Why Covered Calls

Holding a large token position? A covered call can be a powerful strategy to generate income while retaining exposure to potential price appreciation. However, it’s just one of several approaches available. From selling outright to staking or providing liquidity, each strategy has its own benefits and trade-offs.

Exploring Different Options

Managing a substantial token position requires balancing liquidity, income generation, risk, and market conditions. Here’s an overview of the most common strategies:


1. Selling

Selling tokens outright is the simplest way to realize gains and generate cash. It is an obvious choice during market peaks, especially when you believe prices have reached a high and are likely to decline. However, timing the market can be challenging. Additionally, selling large volumes may disrupt the market and result in significant trading fees.
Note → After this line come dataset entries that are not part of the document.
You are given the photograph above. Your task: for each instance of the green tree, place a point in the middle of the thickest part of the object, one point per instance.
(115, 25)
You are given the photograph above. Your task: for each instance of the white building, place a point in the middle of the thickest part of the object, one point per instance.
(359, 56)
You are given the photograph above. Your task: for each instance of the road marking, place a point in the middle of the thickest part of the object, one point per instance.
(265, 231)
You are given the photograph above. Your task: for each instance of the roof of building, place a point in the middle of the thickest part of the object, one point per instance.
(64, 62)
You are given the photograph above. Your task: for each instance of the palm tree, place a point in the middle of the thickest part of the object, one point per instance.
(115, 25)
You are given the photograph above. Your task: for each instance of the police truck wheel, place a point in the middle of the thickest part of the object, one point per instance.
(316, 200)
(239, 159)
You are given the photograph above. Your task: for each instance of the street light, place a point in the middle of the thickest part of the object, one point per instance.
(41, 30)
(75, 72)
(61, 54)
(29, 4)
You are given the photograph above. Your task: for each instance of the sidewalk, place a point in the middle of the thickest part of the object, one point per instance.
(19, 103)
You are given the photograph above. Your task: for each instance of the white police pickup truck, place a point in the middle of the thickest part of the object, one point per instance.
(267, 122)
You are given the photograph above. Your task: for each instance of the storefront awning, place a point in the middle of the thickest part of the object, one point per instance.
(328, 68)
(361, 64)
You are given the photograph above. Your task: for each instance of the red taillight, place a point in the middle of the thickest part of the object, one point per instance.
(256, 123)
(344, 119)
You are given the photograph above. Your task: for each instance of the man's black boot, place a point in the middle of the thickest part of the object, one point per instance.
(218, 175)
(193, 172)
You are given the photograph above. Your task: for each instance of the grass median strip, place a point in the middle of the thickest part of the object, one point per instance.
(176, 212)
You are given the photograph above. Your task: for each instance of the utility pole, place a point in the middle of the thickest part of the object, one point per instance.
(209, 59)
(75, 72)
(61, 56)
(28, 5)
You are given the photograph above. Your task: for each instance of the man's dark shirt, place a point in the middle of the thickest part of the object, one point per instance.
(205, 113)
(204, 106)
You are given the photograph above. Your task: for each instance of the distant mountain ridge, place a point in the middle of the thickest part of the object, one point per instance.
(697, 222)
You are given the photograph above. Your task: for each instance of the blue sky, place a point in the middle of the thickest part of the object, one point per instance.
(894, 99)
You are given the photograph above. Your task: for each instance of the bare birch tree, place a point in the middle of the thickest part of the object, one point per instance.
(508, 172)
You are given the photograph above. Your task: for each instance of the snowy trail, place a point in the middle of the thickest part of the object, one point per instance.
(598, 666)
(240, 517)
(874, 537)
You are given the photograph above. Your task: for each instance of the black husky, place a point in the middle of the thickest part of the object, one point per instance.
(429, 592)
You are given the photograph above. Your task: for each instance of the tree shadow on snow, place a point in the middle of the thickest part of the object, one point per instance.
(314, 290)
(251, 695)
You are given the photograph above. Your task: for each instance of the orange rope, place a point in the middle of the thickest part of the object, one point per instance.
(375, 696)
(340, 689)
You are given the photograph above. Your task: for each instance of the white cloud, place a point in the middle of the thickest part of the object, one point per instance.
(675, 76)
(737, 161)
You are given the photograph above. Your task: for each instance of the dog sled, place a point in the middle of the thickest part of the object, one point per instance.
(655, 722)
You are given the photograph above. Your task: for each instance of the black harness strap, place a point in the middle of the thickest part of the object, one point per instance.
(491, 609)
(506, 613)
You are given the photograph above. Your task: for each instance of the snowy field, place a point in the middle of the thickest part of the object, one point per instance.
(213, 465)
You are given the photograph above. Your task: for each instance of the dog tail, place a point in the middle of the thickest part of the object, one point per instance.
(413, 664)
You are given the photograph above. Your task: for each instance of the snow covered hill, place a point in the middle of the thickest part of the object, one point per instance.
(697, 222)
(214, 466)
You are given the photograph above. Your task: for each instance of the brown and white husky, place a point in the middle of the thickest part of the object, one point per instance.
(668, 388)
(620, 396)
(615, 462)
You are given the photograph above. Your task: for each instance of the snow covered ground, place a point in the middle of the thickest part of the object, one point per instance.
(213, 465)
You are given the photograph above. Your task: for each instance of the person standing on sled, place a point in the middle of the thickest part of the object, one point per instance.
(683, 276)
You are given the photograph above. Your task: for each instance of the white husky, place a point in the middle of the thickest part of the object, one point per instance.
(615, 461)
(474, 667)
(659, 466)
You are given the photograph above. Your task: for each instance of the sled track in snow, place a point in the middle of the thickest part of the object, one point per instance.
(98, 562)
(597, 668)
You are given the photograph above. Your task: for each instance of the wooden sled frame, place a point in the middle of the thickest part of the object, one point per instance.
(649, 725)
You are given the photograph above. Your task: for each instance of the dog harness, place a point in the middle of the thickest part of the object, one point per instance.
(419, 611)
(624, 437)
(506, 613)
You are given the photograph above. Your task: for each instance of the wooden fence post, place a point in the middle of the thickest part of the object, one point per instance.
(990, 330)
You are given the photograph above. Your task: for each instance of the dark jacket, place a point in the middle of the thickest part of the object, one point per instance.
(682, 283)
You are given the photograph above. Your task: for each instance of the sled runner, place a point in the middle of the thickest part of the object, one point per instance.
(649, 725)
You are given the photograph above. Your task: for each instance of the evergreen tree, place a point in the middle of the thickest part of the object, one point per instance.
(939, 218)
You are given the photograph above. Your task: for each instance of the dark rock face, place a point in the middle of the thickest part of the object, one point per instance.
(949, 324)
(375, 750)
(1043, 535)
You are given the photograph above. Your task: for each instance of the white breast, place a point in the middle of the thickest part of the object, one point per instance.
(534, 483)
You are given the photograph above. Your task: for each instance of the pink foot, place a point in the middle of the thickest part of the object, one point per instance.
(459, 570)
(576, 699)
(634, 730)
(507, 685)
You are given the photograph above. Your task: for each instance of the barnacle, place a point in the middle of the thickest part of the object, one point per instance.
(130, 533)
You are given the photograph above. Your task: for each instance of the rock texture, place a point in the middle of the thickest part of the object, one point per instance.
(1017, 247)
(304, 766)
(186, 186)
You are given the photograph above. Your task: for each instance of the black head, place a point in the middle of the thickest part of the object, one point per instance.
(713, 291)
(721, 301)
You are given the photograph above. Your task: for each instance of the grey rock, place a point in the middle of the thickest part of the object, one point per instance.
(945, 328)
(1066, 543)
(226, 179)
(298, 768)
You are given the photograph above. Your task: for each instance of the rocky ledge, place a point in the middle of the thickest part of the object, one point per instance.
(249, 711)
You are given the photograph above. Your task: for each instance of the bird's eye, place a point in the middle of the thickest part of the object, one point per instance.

To minimize market impact, consider using a Volume-Weighted Average Price (VWAP) algorithm to execute trades gradually or sell smaller amounts periodically through a DEX/CEX.

Pros:
  • Instant liquidity
  • Flexibility to reinvest
Cons:
  • Market impact
  • Slippage
  • Potential regret if token prices increase afterward

2. Providing DEX Liquidity

By providing liquidity on DEXs like Uniswap, you can earn trading fees while keeping exposure to your tokens. This strategy works best in stable or sideways markets, though impermanent loss can be a risk if token prices change significantly.

Yield Source:

Fees come from trading volume; the more users trade, the higher the volume and fees generated. Note, however, that most trading against DEX pools involves arbitrage bots, where liquidity providers are typically on the wrong side of the trade.

Pros:
  • Earn trading fees
  • Potential incentives
Cons:
  • Risk of impermanent loss
  • Often requires active management (can be mitigated through helper protocols)
  • Typically, two-sided liquidity provisioning required

3. Lending

Lending tokens through DeFi protocols like Aave or CEXs offers a passive way to earn yield. This approach avoids impermanent loss but introduces counterparty risk with CEXs and fluctuating yields in DeFi protocols.

Yield Source:

Yield comes from market participants looking to borrow coins for trading, speculation or governance reasons. Borrowers might include arbitrageurs taking advantage of mispricings or those leveraging positions.

Pros:
  • Passive income without impermanent loss
Cons:
  • Counterparty risk with centralized platforms
  • Variable yields in DeFi
  • Bad debt risk

4. Staking

Staking involves locking tokens to earn rewards and support network operations. It’s an excellent choice for long-term holders confident in the token’s potential, but it may limit liquidity in case of lock-ups.

Yield Source:

Yield comes from inflation, respectively, network emissions to incentivize validators to secure given network.

Pros:
  • Passive yield for long-term holders
Cons:
  • In some cases lock-ups or liquidity constraints
  • Potential slashing penalties

5. Writing Covered Calls

Writing covered calls allows you to earn upfront income by committing to sell your tokens at a predefined price. This strategy is ideal if you believe the token price will remain stable or increase modestly over a specific period. Rolling covered calls periodically can generate cashflow while maintaining exposure to the given coin.

Yield Source:

Yield comes from the volatility of the given coin. Higher volatility increases the premium, as trading firms bid to buy call options for strategies like gamma scalping.

Pros:
  • Immediate income
  • Retain upside until strike
  • Automatically convert if target price is reached
Cons:
  • Upside is capped at strike
  • Best suited for large positions due to minimum thresholds

Which Path is Right for You?

Whether you seek liquidity, passive income, or long-term growth, the right choice depends on your goals and market outlook. For large holders, covered calls can offer a balanced way to generate instant income and allow you to automatically divest at your price target.